Can someone explain why the formula below is a definition of the Dirac function?
$$\int_I y(0) \delta(t)\, dt =\begin{cases} y(0) \text{ if 0}\in \text{I} \\\\ 0 \text{ otherwise} \end{cases}$$
where $I$ is an interval.
I am used to the definition $\int \delta(t) \,dt = 1$ and $\delta(t) = \infty$ if $t = 0$, otherwise $0$.
On
In THIS ANSWER and THIS ONE, I provided primers on the Dirac Delta.
The notation $\int_a^b f(t)\delta(t-c)\,dt$, $a\le b$, is interpreted to mean the functional $\langle fp_{ab},\delta_c\rangle$.
Here, $p_{ab}$ is the "rectangular pulse" function, $p_{ab}(t)=u(t-a)-u(t-b)$, and $u$ is the unit step (or Heaviside Function) where
$$u(t)=\begin{cases}1&,t>0\\\\0&,t<0\end{cases}$$
Note that there are various conventions for the value $u(0)$.
Therefore, we have
$$\begin{align} \int_a^b f(t)\delta(t-c)\,dt&=\langle fp_{ab},\delta_c\rangle\\\\ &=\begin{cases}f(c)&,c\in(a,b)\\\\0&,c\notin [a,b]\end{cases} \end{align}$$
Note that if $c=a$ or $c=b$, the functional is not defined.
The definition you give ($\int \delta(t) dt = 1$ and $\delta(t) = \infty$ if $t = 0$, otherwise $0$) is more of a characterization its behavior, rather than a true definition.
Rewrite your expression as:
$$ \int_\mathbb{R} y(0) 1_I \delta(t)\, dt$$
where $1_I$ is the indicator function for I.

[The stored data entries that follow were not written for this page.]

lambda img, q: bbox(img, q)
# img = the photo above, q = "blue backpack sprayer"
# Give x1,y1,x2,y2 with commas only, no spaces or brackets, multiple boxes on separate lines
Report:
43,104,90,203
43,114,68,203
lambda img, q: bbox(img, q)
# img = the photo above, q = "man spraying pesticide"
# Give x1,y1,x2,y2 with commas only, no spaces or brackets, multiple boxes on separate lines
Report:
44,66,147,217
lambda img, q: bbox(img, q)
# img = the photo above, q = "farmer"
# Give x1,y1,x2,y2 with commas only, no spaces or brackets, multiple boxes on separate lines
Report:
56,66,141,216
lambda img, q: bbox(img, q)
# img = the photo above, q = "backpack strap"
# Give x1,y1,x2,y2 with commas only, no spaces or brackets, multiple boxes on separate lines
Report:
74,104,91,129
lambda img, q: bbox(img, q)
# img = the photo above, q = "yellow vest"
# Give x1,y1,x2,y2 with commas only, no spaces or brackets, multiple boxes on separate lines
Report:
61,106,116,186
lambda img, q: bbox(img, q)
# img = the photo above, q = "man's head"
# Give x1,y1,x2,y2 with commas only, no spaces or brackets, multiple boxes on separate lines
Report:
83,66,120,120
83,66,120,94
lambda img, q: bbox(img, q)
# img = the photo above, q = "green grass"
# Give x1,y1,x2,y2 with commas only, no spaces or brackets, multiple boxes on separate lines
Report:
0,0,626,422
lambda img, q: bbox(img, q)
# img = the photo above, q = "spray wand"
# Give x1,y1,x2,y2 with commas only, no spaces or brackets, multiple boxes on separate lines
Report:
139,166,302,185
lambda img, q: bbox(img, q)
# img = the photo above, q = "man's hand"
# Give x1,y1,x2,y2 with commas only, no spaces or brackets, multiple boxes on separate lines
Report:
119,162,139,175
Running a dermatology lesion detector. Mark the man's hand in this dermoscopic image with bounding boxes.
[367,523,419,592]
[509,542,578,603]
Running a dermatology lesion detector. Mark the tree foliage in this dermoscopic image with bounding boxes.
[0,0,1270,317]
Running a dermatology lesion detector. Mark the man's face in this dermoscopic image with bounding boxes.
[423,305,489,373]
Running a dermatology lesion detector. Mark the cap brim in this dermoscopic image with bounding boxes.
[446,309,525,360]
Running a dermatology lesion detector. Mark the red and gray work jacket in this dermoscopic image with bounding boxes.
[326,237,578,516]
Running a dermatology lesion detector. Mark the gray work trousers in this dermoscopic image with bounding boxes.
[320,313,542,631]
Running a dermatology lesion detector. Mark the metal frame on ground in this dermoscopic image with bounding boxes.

This integrand is a representation of $[(y\cdot 1_I) * \delta](0)$ where $*$ is a convolution. Because the dirac delta is the identity with respect to the convolution, this is equal to $[(y\cdot 1_I)](0)$; this is $y(0)$ if $I$ contains 0, or zero otherwise.